Hace unas semanas supe que Andrés Aberasturi había publicado un nuevo libro. No sé cuánto tiempo se me vino encima de repente. Sí que sé que hace muchos años, ya para casi cuarenta, lo conocí cuando hacía un programa genial en RNE: El último gato. Era de madrugada y la palabra surgía lenta, llena de una melancolía con ritmo de tango arrastrado o de bolero. O de las canciones azules de Joni Mitchel. Algunas noches yo mismo escribía para ese programa, y no sé si también para otro que vino después. El tiempo lo confunde todo y va pintando las hojas de la agenda en tonos que se parecen al color anaranjado del crepúsculo. Fueron años de una amistad a lo grande. Poco a poco, como esos faroles de gas que iluminan las esquinas de las películas en blanco y negro, nos fuimos apagando sin dejar huellas. Y de repente leo en la revista literaria Zenda una entrevista donde hablaba de su nuevo libro: Vi luz… y entré. Entonces no había móviles y los teléfonos de antes andaban ahora caducados. Amigos comunes hicieron de guía telefónica. Y aquí estamos de nuevo. Como si el tiempo no hubiera pasado desde aquellas lejanas noches de radio que se quedaron medio dormidas en algún lugar de nuestra memoria.
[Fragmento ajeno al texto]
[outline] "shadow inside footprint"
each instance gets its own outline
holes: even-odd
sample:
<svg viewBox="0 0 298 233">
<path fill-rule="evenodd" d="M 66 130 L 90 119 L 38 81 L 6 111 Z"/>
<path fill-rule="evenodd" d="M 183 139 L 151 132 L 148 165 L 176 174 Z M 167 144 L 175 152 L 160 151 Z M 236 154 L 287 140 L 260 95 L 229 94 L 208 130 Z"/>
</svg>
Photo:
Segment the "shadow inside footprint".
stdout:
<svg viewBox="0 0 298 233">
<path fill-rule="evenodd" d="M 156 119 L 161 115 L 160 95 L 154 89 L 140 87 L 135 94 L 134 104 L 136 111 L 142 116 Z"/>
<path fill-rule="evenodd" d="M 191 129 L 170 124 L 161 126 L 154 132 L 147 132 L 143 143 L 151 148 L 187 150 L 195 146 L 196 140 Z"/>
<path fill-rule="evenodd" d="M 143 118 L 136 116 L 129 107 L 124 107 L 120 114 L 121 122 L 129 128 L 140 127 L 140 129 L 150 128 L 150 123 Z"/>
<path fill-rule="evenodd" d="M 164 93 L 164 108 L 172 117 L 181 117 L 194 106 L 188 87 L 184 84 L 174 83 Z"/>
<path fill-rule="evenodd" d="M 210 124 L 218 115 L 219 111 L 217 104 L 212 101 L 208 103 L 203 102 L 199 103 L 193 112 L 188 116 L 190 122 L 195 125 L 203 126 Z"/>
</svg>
Una vez -al no mucho de conocernos- escribió Andrés un libro de poemas. No sé si era Las soledades de Carancanfunfa. Ni siquiera sé después de tanto tiempo si eran poemas o relatos con trazas de poesía. Me pasó el original para que opinara, le escribí una especie de carta como respuesta y cuando apareció el libro me vi esa carta -o lo que fuera- plantada allí como prólogo. El libro está en la casa de València y València está cada día más lejos de donde vivo y de lo que vivo. Y mucho más lejos todavía de este precioso rincón de Nueva Aquitania, en uno de esos enclaves tan hermosos que conforman el Périgord, donde ando estos días. Por eso no puedo reproducir aquí nada de ese prólogo, ni los versos de entonces, ni la sensación que me produjo leerlos y escribir lo que escribí entonces sobre ellos. Ahora aquí me tienen con su nueva criatura literaria. Una «especie de diario», dice. La misma melancolía de hace casi cuarenta años. Aquel tono intimista de las primeras noches de radio, tocando ya la madrugada. Escribe la prosa como un largo poema que ancla sus raíces en esa edad que se proclama a sí misma, como dijo el inmenso autor de Hojas de hierba. Hay en el libro la tentación del silencio o de la huida. Pero él sigue en la brecha de la vida y de la radio, aunque medio a escondidas: «Me viene ya un poco grande el mundo, no lo entiendo», escribe. Y no sé si un rato antes o después, me encuentro con esa memoria que nos junta: «… si se pierden los recuerdos, ¿qué nos queda?». Poca cosa, Andrés. Y sin embargo, no hemos de caer en esa nostalgia traicionera que tanto gusta ahora mismo, en esa vuelta atrás que confunde el oficio de vivir -tantas veces precario y si no que se lo pregunten a Cesare Pavese- con la falsa luminosidad de los tiempos oscuros. Lo sabemos desde entonces, sabemos los dos y tanta otra gente que vivir es «ir por el mundo a tientas». Sólo los imbéciles se sienten dueños del tiempo y la palabra.

Ha pasado mucho tiempo desde que conocí a Andrés Aberasturi. Y, desde tan lejos, lo saco aquí este domingo porque el tiempo no lo borra todo. A veces lo esconde un rato. Pero nunca lo borra. Nunca.